Às vezes, alguém decide ir mais além. Talvez seja esse o motivo pelo qual a agência de jornalismo investigativo Pública, quando fez uma reportagem sobre as demissões em massa nas redações brasileiras, ganhou um prêmiopor isso.
Mas talvez o motivo seja outro: a crise nas redações mais tradicionais brasileiras está tão crítica que não dá mais para ignorar.

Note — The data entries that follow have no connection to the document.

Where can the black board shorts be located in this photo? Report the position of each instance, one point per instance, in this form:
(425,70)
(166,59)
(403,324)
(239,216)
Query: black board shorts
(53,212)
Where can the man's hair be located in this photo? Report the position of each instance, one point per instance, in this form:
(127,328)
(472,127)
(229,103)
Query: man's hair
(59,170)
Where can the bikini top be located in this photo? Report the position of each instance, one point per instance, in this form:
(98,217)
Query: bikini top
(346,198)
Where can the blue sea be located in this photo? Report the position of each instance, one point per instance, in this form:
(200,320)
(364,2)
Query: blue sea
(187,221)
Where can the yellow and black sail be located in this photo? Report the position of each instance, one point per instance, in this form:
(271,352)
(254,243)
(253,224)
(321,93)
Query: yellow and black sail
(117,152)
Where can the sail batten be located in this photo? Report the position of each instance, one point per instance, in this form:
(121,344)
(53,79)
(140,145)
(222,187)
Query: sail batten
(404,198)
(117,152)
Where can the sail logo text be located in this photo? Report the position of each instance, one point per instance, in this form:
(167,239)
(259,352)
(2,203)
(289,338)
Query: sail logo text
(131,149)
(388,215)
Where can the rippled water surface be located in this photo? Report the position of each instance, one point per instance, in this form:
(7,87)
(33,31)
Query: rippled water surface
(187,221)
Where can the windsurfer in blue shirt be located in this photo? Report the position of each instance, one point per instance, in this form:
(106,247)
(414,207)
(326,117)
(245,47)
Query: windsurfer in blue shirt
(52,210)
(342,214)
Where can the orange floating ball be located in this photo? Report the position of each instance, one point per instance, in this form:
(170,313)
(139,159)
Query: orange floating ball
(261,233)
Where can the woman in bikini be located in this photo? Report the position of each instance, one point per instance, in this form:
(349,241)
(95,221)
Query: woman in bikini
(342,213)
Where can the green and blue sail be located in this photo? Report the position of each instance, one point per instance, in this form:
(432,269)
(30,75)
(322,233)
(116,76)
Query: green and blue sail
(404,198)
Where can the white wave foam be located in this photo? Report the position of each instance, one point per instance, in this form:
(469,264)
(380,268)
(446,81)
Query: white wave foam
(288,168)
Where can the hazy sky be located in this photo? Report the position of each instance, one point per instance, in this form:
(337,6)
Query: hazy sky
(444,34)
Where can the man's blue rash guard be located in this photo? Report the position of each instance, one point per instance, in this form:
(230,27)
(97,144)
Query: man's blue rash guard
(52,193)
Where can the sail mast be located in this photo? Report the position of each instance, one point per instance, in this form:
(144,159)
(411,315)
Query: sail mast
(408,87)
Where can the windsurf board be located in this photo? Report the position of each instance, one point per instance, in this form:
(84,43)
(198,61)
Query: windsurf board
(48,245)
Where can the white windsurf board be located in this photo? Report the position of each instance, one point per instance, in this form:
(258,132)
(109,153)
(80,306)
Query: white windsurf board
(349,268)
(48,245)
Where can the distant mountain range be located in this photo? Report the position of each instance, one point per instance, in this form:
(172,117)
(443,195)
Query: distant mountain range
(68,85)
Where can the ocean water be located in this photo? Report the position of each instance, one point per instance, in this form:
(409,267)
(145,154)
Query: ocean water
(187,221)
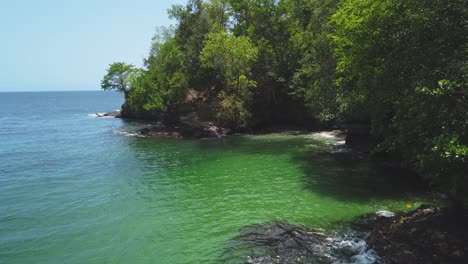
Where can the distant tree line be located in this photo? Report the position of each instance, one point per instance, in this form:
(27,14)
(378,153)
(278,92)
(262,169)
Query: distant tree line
(399,65)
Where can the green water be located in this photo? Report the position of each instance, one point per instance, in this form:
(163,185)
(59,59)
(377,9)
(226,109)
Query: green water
(74,190)
(189,198)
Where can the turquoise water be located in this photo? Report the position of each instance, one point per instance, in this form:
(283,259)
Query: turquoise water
(73,189)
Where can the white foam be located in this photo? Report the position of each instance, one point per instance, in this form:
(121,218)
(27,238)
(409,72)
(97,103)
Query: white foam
(385,213)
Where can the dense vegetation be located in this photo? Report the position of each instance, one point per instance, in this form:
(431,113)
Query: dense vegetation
(399,65)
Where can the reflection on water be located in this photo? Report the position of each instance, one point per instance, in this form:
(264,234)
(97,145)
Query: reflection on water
(198,194)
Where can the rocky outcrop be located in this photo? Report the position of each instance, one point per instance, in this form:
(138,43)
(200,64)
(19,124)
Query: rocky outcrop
(116,114)
(426,235)
(188,126)
(281,242)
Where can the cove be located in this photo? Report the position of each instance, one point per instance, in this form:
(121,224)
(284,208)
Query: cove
(74,189)
(193,196)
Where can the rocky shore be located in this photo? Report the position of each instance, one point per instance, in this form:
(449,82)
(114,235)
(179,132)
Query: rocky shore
(426,235)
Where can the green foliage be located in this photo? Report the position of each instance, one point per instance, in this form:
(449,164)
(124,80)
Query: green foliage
(118,77)
(232,57)
(399,65)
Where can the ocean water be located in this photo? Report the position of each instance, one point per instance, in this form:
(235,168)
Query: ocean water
(75,189)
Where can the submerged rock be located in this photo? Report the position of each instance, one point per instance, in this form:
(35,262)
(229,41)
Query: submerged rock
(281,242)
(425,235)
(116,114)
(188,126)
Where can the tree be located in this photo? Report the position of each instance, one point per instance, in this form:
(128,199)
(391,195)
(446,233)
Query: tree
(118,77)
(232,57)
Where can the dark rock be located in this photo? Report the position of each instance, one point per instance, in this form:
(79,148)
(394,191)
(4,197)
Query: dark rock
(281,242)
(188,126)
(116,114)
(425,235)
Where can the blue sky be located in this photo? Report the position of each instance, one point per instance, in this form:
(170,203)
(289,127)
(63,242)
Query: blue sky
(52,45)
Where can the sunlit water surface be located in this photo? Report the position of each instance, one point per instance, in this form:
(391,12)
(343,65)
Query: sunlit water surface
(75,190)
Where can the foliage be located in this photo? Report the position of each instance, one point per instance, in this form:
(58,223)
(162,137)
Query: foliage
(118,77)
(398,65)
(232,57)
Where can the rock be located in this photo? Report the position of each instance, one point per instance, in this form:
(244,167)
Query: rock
(425,235)
(385,213)
(281,242)
(189,126)
(116,114)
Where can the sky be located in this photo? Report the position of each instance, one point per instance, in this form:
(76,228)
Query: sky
(65,45)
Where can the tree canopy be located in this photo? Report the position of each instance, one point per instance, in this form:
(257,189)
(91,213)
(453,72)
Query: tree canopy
(397,65)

Um dos motivos dessa crise é a grande concorrência por atenção de leitores e de publicidade na Internet, não apenas entre os veículos de comunicação, mas também entre redes sociais e mecanismos de busca?—?os quais funcionam tanto como aliados na divulgação de conteúdo quanto como carrascos na divisão de receitas com anúncios.
Embora os brasileiros ainda tenham hábitos de leitura regulares na mídia impressa, é fundamental a adaptação desse tipo de empresa às plataformas digitais, onde a quase unanimidade de especialistas e jornalistas acredita que está o futuro da notícia.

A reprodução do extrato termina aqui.